Re: Enough RAM for entire Database.. cost aside, is this - Mailing list pgsql-general

From Mike Rylander
Subject Re: Enough RAM for entire Database.. cost aside, is this
Date
Msg-id cc5a5u$15ga$1@news.hub.org
Whole thread Raw
In response to Enough RAM for entire Database.. cost aside, is this going to be fastest?  ("Andy B" <abhousehuntRE-M--O--V-E@blueyonder.co.uk>)
List pgsql-general
<posted & mailed>

Andy B wrote:

> Hello again Mike,
>
> Thanks for the replies! Here's my next salvo!
-- snip --
>
>
> Imagine this scenario. Your application uses 5 bits of data - A B C D and
> E. Only 3 can sit in memory at once.
>
> You want to do two transactions. The first combines A, B and C, so you
> load those, in order.
>
> Once you're finished with that first transaction, you then require to
> combine A, C and D.
>
> Now, an application driven cache will see immediately that the optimal
> cache replacement is to load D into the slot taken by B. With the OS in
> charge, you'll probably end up with a cache thrash.
>

If all the data fits into memory, then this cache thrashing won't occur,
yes?

> This is simplistic, but it is just this sort of smart caching that can
> lead to dramatic speedups, and I've got quite a bit of experience of
> seeing just that.
>
> I don't want to devalue the linux cache strategy. It is very appropriate
> for almost all situations. I'm talking about a very specific scenario here
> though.
>
> Does that make sense?
>

It does.  And I will support your strategy as soon as there is some
empirical evidence surrounding PG.  I'm all for more speed!

>
> Again, in my scenario, postgres is *relieved* of the task of having to
> decide what data to choose to be in the workspace, since ALL of the data
> is accessible there in my scenario.
>

It's not the deciding what to pull into the workspace, it's the finding of
the target data in the workspace.  As I've said, I'm no expert in caching
strategies (I will leave that to the likes of Tome Lane and Linus... and
you, if you would like to submit a patch :).

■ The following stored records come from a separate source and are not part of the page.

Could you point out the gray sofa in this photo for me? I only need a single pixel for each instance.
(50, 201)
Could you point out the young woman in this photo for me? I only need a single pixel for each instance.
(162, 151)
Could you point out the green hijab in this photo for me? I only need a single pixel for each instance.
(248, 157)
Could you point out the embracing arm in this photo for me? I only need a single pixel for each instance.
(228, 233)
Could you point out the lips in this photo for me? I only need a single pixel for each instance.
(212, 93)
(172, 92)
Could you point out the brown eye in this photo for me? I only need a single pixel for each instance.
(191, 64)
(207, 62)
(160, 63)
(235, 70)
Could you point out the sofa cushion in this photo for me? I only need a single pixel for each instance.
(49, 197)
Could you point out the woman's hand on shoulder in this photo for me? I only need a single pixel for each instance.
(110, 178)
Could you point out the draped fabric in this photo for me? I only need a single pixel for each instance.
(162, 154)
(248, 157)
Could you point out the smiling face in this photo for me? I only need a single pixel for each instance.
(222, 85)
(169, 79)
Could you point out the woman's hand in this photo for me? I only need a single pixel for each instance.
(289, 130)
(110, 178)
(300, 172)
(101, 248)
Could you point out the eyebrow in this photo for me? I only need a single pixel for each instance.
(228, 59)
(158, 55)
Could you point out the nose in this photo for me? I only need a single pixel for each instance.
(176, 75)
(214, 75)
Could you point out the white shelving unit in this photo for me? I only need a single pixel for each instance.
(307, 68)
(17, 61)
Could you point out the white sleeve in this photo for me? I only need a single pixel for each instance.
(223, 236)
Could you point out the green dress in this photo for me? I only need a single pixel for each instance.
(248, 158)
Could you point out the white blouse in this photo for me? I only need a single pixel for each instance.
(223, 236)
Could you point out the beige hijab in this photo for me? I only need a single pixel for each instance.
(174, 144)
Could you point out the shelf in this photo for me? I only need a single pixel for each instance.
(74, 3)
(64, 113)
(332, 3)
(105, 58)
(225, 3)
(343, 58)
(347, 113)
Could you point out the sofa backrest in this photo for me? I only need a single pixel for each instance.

> The point about postgres having to shovel through millions of tuples is a
> different point. If I do a query which can only be executed by looking at
> a million tuples, then that is what has to happen, no matter what caching
> strategy you employ. Obviously, if you're shovelling data in and out of
> memory, then the *way* you traverse those tuples becomes important to
> efficiency, as loading sequential stuff off a disk is always faster.
(we both want it all in memory... I never want to hit a disk for read!)
> If
> it's *all* in the workspace, well it doesn't matter at all then - the
> planner can forget about disks and choose the fastest algorithmic option.
>

Well, I think I have a way for you to test this...:

Test of BIG shared_buffers:
------------------------------
1) inflate shared buffers as as much as possible.
2) deflate effective cache size as much as possible.
3) set random_page_cost to 0.01, or even lower (force planner to think disk
= ram)
4) for all relevent tables, do SELECT count(*) FROM table;
5) run queries involving many tables using EXPLAIN ANALYZE and collect the
times

Test of currently recommended shared_buffers:
-------------------------------------------------
1) set shared_buffers to 20000 (goodly setting for production DB...)
2) set effective cache size using current recommendations (see General Bits,
etc)
3) proceed to steps 4 and 5 above

Unfortunately, I don't have a machine on which to test this at the moment,
but if anyone out there does, I would find the results very interesting!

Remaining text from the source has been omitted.